First-quarter revenue rose 7.7 percent to $1.28 billion, from $1.19 billion a year earlier, according to the statement.
McGraw-Hill fell 44 cents, or 1.1 percent, to $39.15 at 4 p.m. in New York Stock Exchange composite trading. The shares have gained 7.5 percent this year.
McGraw-Hill maintained its forecast of earnings per share of $2.79 to $2.89 per share.
“It’s just one quarter, the start of the year,” Harold “Terry” McGraw, chairman and chief executive officer, said on a conference call with analysts. “What’s pleasing is that it’s a good start and everything is falling into shape the way we were hoping it would.”

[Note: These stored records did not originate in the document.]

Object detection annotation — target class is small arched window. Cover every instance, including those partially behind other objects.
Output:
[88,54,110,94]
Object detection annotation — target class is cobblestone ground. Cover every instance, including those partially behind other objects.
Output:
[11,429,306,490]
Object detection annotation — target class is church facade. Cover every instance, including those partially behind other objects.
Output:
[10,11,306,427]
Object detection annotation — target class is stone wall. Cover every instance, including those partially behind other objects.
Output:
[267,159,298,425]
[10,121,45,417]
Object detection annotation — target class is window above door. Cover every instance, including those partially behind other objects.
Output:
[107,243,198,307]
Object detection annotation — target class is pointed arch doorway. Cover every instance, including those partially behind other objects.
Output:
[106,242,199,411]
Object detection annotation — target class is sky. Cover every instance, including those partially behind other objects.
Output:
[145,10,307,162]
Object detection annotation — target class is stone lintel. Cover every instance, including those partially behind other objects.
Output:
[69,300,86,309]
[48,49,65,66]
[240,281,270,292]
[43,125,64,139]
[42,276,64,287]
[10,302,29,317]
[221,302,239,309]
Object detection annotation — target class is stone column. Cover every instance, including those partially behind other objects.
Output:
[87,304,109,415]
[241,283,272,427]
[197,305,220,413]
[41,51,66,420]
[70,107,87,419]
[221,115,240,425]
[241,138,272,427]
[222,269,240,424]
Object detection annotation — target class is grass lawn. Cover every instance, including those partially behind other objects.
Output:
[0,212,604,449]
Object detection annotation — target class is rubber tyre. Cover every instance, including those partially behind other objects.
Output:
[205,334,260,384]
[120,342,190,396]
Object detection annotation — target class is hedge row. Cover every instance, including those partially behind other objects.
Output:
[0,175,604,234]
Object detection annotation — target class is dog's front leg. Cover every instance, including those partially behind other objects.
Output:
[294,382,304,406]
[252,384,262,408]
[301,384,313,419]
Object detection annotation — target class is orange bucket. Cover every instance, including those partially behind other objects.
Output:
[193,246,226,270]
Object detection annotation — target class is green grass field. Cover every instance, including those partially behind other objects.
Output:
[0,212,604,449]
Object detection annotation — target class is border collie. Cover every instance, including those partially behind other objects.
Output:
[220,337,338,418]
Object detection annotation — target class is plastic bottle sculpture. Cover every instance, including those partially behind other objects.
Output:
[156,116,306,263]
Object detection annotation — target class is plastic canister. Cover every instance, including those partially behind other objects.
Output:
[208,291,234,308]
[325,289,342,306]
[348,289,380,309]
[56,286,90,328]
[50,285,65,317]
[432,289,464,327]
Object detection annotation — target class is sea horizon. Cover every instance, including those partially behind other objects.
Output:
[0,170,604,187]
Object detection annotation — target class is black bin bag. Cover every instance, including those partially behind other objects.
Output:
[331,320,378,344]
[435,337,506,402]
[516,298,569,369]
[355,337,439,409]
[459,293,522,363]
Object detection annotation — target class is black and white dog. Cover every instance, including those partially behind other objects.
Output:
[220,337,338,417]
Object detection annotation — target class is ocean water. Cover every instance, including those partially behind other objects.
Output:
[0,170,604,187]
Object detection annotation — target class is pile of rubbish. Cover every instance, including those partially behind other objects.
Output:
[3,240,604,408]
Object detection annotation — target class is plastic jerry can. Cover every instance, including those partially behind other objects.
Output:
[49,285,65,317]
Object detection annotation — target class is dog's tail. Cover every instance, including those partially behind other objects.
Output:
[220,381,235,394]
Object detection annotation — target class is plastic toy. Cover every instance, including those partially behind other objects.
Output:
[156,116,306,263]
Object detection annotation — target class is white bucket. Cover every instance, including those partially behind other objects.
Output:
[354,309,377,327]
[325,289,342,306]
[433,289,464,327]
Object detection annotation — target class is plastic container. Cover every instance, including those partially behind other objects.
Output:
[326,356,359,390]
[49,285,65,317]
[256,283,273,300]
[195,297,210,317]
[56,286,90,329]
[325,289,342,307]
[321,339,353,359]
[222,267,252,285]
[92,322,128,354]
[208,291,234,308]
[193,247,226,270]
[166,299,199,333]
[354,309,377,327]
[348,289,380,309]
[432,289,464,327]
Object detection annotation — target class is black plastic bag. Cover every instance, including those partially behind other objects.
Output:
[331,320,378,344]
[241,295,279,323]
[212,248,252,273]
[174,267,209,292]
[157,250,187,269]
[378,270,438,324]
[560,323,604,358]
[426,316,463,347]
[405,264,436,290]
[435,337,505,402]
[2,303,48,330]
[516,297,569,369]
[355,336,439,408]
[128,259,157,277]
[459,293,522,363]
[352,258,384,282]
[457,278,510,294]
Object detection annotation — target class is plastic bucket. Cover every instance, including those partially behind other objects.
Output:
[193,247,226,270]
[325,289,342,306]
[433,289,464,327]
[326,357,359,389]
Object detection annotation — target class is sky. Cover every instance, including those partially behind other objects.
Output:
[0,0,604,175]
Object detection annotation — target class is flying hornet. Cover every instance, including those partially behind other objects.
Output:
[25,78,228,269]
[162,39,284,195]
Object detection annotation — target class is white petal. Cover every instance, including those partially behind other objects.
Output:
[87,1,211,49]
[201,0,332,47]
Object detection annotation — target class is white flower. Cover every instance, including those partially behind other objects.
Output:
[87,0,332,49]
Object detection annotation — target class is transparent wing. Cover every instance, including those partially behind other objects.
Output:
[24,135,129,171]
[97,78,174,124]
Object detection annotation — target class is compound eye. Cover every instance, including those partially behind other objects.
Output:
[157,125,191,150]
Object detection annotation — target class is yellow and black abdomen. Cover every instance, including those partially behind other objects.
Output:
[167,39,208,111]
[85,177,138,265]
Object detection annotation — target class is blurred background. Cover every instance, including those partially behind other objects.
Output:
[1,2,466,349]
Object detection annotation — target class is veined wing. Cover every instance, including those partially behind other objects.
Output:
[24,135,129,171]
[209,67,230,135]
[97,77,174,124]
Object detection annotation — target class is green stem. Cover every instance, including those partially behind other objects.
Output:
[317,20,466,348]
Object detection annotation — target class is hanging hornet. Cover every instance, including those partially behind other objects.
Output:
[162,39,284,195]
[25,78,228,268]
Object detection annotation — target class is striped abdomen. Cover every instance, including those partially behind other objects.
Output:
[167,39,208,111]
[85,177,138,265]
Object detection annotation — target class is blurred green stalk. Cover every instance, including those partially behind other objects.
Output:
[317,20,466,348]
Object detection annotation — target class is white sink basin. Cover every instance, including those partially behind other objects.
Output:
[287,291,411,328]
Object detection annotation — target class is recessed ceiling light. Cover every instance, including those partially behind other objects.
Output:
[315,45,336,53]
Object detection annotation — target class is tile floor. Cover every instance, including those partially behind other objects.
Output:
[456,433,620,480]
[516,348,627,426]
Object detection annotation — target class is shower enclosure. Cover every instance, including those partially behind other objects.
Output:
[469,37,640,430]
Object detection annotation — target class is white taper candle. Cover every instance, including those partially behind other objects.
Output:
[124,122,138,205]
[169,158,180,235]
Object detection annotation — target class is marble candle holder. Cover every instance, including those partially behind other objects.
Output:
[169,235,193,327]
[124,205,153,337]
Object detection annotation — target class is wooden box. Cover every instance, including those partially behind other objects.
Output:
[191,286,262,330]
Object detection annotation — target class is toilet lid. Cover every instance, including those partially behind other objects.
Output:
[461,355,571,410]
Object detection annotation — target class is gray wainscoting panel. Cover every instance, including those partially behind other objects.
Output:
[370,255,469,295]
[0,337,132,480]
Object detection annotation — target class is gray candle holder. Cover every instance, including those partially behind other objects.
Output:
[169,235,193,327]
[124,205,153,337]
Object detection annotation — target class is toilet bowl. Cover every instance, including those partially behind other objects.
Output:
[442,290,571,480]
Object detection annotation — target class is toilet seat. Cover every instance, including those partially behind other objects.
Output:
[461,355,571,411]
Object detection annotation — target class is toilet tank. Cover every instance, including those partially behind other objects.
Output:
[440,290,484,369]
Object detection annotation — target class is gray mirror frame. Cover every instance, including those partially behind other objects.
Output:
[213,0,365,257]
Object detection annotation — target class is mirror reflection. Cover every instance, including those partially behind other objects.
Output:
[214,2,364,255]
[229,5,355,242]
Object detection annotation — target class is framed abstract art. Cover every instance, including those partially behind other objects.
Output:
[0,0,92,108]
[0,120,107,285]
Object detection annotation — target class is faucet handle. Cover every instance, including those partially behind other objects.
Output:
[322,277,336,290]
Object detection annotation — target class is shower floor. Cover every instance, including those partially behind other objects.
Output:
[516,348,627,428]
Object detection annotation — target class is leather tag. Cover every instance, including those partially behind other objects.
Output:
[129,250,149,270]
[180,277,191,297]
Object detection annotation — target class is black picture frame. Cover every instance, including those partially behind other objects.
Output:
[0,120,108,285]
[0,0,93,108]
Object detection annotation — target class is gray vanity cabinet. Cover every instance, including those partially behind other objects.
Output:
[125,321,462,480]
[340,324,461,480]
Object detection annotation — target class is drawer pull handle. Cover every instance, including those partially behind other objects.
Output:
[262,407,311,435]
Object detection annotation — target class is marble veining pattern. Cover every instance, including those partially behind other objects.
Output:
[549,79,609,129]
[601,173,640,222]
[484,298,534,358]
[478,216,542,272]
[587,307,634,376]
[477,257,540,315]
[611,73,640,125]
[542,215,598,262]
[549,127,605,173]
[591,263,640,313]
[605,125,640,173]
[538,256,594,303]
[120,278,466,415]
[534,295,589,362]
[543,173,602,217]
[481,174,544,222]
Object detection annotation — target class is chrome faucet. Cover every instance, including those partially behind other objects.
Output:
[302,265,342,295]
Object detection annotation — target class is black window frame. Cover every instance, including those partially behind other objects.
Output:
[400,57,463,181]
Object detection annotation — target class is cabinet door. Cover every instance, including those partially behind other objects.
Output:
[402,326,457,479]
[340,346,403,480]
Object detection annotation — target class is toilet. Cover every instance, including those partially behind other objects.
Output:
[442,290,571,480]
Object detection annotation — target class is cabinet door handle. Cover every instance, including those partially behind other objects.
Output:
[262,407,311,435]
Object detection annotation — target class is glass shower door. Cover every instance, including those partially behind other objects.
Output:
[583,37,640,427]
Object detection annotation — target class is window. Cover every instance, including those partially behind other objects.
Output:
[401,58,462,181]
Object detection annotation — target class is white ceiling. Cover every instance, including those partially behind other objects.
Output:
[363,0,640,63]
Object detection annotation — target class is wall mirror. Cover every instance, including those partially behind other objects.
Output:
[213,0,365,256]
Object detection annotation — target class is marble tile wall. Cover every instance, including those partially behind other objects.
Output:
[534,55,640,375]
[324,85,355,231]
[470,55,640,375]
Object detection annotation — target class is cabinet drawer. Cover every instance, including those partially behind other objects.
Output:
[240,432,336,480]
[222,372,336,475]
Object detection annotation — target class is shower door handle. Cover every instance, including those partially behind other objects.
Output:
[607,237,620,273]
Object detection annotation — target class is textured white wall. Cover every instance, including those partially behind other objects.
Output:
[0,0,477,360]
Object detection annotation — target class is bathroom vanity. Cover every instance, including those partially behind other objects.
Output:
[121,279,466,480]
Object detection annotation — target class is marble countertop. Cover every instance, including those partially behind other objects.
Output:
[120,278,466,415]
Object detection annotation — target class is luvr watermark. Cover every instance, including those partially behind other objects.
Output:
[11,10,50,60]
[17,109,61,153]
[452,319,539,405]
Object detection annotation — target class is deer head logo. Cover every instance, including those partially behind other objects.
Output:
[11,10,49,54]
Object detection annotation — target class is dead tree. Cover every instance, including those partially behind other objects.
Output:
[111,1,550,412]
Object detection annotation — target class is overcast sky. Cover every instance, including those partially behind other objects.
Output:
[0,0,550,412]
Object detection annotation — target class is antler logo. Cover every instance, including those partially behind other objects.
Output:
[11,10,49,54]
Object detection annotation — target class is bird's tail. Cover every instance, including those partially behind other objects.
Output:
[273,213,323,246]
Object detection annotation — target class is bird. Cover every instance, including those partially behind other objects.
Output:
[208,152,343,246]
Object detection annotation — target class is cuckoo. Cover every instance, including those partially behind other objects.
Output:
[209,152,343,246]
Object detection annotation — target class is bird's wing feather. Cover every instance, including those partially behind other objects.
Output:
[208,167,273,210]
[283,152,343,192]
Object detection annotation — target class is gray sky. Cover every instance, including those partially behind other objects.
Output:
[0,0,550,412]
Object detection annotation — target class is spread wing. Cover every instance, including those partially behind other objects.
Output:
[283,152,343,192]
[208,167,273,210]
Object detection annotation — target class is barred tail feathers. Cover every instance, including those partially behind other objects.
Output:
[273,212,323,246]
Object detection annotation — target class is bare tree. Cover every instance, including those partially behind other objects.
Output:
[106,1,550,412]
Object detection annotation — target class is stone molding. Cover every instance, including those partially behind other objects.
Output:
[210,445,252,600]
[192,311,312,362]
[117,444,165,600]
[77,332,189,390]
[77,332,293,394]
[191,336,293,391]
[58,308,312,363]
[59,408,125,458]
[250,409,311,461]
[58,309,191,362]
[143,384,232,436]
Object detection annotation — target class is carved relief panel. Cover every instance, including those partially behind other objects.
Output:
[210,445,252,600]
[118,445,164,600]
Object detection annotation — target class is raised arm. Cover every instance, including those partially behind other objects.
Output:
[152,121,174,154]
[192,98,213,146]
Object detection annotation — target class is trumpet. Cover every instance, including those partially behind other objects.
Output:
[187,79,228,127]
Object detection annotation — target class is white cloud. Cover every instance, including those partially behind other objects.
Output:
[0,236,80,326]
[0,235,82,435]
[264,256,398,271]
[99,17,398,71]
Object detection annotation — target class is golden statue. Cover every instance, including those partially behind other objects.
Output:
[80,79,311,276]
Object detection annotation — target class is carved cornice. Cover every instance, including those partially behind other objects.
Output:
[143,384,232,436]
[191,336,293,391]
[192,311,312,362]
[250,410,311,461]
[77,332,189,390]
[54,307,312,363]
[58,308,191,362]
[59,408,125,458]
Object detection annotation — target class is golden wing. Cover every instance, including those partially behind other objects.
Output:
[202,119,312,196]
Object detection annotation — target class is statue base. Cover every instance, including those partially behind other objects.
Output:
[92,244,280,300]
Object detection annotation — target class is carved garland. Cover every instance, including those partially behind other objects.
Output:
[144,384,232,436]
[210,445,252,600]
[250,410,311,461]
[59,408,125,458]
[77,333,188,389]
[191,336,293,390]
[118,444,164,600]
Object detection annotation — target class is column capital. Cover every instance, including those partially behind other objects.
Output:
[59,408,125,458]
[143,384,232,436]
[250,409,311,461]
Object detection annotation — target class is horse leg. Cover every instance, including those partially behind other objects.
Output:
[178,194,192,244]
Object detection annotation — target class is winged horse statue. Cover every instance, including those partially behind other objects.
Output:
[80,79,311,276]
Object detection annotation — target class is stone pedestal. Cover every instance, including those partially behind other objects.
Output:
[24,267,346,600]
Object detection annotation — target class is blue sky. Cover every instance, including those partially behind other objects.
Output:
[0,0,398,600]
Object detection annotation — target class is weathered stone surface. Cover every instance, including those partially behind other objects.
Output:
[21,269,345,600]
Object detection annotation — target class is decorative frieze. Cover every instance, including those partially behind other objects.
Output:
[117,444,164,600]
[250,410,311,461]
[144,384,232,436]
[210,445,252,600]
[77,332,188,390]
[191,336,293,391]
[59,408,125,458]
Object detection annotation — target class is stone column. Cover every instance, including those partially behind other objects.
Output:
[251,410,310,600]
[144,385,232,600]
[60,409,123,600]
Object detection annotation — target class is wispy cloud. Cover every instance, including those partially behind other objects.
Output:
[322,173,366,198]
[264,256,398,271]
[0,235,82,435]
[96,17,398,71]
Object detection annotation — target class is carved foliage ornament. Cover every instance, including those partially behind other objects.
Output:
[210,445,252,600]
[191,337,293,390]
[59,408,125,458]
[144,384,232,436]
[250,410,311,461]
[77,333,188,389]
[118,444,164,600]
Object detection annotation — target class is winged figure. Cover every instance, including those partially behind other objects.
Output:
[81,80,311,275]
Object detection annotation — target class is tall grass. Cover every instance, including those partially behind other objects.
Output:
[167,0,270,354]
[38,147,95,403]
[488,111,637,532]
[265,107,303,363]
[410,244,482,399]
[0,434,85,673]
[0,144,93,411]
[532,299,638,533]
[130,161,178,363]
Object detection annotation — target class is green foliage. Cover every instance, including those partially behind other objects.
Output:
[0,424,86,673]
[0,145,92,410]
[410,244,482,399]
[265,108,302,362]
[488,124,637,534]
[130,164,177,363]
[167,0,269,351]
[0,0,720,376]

McGraw-Hill’s textbook-publishing business, which made up 40 percent of its 2010 revenue, had a loss in the first quarter because schools don’t order classroom material until later in the year, said Appert, who has an “overweight” rating on the company’s shares.
“The valuation of the stock is negatively impacted by the education business,” Appert said.
McGraw-Hill’s textbook business faces uncertainties as state and local governments struggle to fund education, Appert said. School districts are reluctant to spend on materials when they are unable to pay teachers’ salaries, he said.
“When push comes to shove, the last thing they want to do is fire Mrs. Jones when you can defer spending on textbooks,” he said.